The MBCT group provides intensive training in mindfulness meditation as a vehicle to enhance people’s self awareness of automatic thoughts and feelings. It is by developing greater awareness of automatic thoughts and feelings – particularly when under duress – that people learn to step out of unhelpful ways of reacting that contribute to depression/anxiety/unnecessary stress. They also learn to be able to direct their attention more purposefully to gain a greater appreciation of the present moment.
The group is not a support group – people talk very little about themselves or their past experiences – rather it provides training and support to meditate and an introduction to other mindfulness skills. The group environment provides an opportunity for people to learn that they are not alone in the challenges that they face and greatly increases the likelihood that people will continue in their practice – especially when it becomes frustrating, boring or otherwise difficult.

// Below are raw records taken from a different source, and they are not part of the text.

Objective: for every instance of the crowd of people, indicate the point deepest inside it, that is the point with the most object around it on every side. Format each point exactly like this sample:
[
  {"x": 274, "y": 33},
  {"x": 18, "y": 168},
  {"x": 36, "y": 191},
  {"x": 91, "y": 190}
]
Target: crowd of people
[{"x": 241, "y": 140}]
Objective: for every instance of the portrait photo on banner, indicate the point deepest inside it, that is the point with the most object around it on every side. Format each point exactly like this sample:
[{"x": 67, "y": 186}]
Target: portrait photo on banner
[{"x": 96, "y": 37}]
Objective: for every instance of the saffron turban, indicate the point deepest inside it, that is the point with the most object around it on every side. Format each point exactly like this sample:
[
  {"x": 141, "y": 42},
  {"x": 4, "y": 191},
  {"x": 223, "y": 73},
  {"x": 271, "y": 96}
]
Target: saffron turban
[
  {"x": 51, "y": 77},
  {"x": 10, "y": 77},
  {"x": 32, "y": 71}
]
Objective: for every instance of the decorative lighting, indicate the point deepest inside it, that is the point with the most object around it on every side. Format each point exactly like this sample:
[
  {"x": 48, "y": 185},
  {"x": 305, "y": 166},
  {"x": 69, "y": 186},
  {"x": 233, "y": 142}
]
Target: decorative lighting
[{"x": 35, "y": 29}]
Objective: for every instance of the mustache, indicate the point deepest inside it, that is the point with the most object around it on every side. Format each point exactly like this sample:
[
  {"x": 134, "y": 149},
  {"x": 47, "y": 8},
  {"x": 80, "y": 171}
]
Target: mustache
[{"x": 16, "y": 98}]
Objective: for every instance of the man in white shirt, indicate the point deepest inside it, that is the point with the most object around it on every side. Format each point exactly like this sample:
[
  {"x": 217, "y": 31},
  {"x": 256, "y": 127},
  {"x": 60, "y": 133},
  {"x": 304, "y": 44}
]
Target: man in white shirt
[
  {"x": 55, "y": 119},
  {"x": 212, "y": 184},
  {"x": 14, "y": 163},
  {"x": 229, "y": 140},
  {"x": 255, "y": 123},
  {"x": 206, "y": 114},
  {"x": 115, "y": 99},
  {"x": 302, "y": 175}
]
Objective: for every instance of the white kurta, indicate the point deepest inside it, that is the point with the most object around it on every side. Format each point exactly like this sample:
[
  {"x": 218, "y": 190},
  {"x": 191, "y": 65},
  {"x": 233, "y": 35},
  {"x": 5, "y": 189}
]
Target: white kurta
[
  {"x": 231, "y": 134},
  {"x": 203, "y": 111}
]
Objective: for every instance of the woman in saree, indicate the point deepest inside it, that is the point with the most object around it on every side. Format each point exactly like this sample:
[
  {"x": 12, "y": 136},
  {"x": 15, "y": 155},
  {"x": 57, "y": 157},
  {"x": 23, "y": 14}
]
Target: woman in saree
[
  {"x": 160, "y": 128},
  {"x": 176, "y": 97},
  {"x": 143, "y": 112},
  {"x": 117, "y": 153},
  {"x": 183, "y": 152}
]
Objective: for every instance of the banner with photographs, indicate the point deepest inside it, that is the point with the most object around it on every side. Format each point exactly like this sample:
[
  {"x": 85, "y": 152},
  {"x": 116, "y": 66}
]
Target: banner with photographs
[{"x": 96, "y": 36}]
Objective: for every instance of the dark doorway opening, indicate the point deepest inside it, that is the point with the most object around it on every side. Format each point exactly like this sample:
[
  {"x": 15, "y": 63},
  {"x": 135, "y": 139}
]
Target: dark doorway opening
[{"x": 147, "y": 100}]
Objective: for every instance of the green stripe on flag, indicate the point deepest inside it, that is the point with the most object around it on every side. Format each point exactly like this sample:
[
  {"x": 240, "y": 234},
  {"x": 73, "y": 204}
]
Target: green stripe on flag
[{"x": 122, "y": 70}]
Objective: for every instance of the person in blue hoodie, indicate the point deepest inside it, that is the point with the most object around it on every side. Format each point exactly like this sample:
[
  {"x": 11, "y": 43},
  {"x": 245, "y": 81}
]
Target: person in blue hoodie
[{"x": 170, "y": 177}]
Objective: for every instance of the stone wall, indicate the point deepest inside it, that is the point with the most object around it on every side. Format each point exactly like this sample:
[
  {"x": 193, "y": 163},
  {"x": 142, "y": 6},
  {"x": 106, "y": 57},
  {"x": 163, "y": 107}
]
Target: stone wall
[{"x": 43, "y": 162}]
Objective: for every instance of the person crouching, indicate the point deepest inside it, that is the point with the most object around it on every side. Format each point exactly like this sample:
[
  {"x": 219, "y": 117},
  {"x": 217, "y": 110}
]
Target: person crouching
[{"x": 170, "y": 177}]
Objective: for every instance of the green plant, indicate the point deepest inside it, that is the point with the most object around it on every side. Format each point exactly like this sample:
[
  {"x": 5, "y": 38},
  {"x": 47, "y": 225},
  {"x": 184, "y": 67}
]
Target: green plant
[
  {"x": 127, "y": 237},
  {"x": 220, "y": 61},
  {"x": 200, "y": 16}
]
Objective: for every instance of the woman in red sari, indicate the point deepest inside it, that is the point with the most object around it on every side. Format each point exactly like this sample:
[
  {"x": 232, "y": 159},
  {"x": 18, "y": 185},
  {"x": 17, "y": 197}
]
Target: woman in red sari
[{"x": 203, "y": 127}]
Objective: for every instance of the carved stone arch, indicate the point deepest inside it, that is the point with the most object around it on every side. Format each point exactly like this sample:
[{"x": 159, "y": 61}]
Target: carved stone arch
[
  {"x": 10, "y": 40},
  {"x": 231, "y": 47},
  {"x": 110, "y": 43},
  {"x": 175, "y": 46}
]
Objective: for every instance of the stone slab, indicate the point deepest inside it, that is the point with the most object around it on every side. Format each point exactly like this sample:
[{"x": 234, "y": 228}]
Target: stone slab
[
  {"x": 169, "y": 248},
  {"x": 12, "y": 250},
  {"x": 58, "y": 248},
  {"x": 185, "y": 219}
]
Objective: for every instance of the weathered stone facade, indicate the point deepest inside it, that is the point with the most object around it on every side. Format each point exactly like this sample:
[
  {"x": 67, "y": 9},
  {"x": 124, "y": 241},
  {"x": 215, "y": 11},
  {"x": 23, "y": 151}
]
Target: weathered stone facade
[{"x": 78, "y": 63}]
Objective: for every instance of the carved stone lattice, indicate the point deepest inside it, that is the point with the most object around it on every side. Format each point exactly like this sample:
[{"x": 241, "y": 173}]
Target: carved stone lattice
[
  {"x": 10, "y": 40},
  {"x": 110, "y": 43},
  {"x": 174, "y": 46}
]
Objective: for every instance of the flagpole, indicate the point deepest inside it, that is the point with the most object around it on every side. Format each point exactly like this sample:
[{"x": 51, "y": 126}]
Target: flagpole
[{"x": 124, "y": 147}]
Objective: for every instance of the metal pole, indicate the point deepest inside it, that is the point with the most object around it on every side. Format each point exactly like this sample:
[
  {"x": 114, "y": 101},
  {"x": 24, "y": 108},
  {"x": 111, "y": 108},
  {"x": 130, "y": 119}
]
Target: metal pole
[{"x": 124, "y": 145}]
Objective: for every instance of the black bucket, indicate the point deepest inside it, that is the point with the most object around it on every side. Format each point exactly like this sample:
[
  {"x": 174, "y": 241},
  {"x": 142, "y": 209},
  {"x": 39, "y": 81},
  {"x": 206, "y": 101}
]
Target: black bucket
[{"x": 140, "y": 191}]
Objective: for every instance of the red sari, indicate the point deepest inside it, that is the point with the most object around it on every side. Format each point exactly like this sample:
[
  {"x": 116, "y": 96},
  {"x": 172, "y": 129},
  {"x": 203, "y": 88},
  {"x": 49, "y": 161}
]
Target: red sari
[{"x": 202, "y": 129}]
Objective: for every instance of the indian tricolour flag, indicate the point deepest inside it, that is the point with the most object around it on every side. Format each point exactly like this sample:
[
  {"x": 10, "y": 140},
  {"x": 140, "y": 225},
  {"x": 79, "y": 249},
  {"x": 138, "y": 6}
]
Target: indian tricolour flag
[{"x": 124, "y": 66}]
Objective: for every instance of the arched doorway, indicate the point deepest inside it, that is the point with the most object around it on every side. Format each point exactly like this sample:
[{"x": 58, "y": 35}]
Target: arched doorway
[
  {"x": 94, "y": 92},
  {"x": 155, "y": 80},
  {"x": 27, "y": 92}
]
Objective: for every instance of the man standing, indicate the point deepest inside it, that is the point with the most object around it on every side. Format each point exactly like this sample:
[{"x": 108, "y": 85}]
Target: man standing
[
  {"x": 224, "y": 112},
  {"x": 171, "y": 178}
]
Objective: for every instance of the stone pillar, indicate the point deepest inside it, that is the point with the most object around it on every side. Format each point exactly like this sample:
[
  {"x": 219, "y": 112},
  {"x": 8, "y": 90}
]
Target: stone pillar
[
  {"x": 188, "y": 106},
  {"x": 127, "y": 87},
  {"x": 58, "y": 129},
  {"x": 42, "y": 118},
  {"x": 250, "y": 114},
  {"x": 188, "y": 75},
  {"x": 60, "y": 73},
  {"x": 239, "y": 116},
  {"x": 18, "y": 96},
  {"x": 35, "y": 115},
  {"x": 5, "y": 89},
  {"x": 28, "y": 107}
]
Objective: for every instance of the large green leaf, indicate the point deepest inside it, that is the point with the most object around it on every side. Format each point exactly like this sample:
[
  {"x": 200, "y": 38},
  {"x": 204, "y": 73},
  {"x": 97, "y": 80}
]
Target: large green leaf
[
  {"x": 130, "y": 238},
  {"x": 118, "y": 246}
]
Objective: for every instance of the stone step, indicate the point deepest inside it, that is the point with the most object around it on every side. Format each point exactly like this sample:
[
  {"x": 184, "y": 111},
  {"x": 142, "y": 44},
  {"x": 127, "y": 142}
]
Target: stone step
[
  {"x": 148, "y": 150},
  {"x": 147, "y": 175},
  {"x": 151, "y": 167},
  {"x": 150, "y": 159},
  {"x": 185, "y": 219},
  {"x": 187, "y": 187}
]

We practice extended meditations in the group and the facilitator provides a safe environment to explore people’s experiences in these meditations. Meditation is taught in a seated posture but people are free to stand up, kneel, lay down (space permitting) or otherwise adjust their posture if this becomes uncomfortable.
This is a small group with numbers capped at 10 people – this smaller number provides opportunity for optimal therapist input. It is expected that participants commit to attending each of the 8 sessions to get the most from the group. Not attending means that you will not be able to claim the Medicare or PHF rebate for that particular individual session. Medicare has also ruled that no one is able to claim a rebate if numbers drop below 6 in any individual group session.
As well as meditating during the sessions, participants are also required to practice meditation for 35 to 40 minutes each day for the duration of the 8 weeks. If they do not commit to the practice it is unlikely they will gain maximum benefit from the group and we would prefer to keep the small number of available spaces for people who can make this commitment.
There is evidence that MBCT can be harmful for people who are currently (or who have previously experienced) psychosis, have severe or unstable depression (and in particular if they have current suicidal thinking) or who have a brain injury that impacts their self awareness. It is also unlikely to be helpful for people who are extremely avoidant and/or who have very poorly developed ways of coping with difficult thoughts/feelings eg. people with borderline personality disorder and people with alcohol or other drug dependence. This is not to say these people will not benefit from mindfulness, however it is safer and more effective if this is provided one on one in therapy (rather than in a group setting where responses cannot be intensively monitored).